To enable quotas append quotaEnabled: true
under beegfsClientConf
in the
appropriate section of your BeeGFS CSI driver configuration file (for Kubernetes
this is at deploy/k8s/overlays/my-overlay/csi-beegfs-config.yaml
). The
appropriate section depends on if you want it to apply to all BeeGFS file
systems, specific file systems, or specific clients. See General
Configuration for full details. The
following example shows how to set an unrelated parameter (connUseRDMA: true
)
on all file systems, then only enable quotas for the BeeGFS file system with a
management IP of 192.168.1.100
:
config:
beegfsClientConf:
connUseRDMA: "true" # All beegfs-client.conf values must be strings.
fileSystemSpecificConfigs:
- sysMgmtdHost: 192.168.1.100
config:
beegfsClientConf:
quotaEnabled: "true" # All beegfs-client.conf values must be strings.

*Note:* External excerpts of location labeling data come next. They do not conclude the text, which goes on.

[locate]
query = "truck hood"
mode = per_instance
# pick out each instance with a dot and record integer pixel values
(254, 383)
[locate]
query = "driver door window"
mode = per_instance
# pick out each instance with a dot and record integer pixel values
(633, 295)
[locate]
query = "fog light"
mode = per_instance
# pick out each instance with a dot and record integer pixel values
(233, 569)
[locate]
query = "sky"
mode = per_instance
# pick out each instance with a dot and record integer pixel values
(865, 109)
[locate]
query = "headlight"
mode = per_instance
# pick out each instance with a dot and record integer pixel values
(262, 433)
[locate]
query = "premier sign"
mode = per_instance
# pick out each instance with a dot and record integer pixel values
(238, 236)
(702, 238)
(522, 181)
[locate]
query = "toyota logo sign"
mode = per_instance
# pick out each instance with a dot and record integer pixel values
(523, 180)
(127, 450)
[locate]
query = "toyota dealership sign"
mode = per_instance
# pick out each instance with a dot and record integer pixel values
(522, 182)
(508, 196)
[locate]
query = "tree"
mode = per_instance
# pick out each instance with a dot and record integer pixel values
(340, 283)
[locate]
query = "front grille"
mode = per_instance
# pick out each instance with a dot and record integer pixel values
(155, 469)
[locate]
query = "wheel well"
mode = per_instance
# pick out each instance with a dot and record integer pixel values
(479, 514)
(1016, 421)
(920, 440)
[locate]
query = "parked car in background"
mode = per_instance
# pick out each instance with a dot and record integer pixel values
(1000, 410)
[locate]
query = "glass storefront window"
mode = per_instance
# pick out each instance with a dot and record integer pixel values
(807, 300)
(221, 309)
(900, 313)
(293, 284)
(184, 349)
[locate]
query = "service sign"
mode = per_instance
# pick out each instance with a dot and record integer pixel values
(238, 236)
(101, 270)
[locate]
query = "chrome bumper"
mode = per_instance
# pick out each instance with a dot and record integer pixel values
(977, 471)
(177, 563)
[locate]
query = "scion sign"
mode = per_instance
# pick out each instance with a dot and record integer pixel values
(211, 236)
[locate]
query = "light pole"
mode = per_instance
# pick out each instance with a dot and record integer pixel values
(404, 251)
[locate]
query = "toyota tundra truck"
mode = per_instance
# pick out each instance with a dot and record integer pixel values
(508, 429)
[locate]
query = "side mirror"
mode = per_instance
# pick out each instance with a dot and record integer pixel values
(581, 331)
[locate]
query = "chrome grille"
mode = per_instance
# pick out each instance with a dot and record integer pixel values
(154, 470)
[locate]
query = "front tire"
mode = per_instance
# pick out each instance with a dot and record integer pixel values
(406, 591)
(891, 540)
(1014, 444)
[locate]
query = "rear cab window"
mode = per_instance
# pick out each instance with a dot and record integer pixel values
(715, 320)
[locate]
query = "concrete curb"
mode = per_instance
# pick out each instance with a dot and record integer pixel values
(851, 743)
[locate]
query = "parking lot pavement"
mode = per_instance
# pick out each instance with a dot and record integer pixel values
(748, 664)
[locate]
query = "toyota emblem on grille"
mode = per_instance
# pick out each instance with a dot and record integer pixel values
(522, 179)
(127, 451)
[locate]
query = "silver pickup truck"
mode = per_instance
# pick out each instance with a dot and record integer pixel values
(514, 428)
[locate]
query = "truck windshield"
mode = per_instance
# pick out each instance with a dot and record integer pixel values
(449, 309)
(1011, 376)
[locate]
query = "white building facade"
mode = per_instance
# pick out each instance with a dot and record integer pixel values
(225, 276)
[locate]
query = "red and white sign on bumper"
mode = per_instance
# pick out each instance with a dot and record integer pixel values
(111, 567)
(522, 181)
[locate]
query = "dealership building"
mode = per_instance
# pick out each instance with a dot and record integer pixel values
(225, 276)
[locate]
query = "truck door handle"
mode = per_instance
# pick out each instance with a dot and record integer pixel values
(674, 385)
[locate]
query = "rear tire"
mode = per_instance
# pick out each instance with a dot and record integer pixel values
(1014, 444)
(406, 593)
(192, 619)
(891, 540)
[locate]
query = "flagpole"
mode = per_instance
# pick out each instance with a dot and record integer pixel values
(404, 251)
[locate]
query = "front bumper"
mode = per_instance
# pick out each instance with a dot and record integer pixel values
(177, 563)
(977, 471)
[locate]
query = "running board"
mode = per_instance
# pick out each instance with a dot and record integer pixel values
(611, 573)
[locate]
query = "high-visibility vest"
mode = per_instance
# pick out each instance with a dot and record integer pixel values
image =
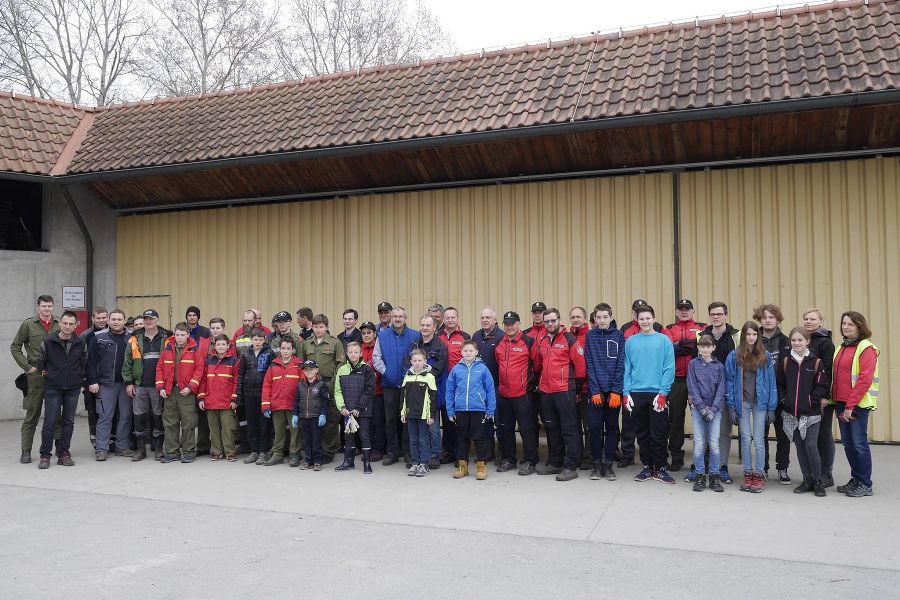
(870, 399)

When deploying to Kubernetes run kubectl apply -k deploy/k8s/overlays/my-overlay/
to deploy the driver or update an existing
deployment. Note the changes will only take effect for new BeeGFS volumes, or
when existing volumes are remounted, for example if a pod moves between nodes.

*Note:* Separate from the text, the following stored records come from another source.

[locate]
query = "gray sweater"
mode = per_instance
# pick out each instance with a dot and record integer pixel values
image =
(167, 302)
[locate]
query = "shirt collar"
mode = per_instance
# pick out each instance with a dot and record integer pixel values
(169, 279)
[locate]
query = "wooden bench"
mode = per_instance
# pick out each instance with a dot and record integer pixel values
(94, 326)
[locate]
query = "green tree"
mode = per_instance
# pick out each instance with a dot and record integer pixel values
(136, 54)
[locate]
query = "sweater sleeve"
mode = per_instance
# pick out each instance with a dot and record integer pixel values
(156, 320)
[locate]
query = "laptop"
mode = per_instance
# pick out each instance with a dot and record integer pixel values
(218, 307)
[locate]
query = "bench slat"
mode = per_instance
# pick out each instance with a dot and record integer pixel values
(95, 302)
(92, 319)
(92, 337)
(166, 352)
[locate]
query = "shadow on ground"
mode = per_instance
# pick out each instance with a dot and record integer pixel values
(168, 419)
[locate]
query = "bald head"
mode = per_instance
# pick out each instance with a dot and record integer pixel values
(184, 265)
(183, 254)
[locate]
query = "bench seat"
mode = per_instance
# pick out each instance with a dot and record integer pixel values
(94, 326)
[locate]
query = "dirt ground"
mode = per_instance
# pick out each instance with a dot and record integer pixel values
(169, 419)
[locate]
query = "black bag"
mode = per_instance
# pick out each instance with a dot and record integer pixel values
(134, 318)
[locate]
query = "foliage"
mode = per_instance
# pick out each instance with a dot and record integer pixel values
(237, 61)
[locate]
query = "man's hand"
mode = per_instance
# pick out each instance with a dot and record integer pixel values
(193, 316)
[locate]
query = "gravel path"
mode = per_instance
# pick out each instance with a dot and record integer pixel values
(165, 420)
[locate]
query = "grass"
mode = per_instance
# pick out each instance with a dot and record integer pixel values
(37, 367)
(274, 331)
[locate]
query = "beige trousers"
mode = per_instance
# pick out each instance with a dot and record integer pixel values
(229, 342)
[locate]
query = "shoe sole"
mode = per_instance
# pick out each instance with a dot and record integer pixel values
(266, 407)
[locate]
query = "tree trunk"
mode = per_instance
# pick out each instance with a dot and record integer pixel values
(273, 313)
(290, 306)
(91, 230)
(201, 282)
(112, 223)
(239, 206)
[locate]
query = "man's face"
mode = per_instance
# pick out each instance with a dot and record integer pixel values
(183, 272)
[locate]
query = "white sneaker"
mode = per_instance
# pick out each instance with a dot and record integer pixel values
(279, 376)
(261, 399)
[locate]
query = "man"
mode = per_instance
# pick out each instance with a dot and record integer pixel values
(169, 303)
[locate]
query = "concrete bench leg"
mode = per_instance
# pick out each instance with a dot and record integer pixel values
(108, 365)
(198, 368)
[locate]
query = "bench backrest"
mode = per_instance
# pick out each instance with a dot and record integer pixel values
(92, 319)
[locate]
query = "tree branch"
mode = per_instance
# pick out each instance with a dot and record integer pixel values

For any volumes that don't have this setting enabled, all I/O will continue to
affect the quota consumption of the root user, instead of the actual caller.
If your containers are running with a meaningful user ID from a quota perspective, the above configuration is all that is needed to take advantage of BeeGFS quotas. However in some environments the user in a container may vary, creating a challenge to effectively track and limit space consumed by containers.
One option enabled by the BeeGFS CSI driver is tracking file system utilization by Storage Class. In general administrators may find this (or a similar) approach provides a more effective way of tracking file system utilization when using BeeGFS with Kubernetes, instead of having to specify the Linux user/group a particular user's containers must run as.
This option works by combining BeeGFS quotas with the driver's support for
setting BeeGFS permissions using Storage Classes.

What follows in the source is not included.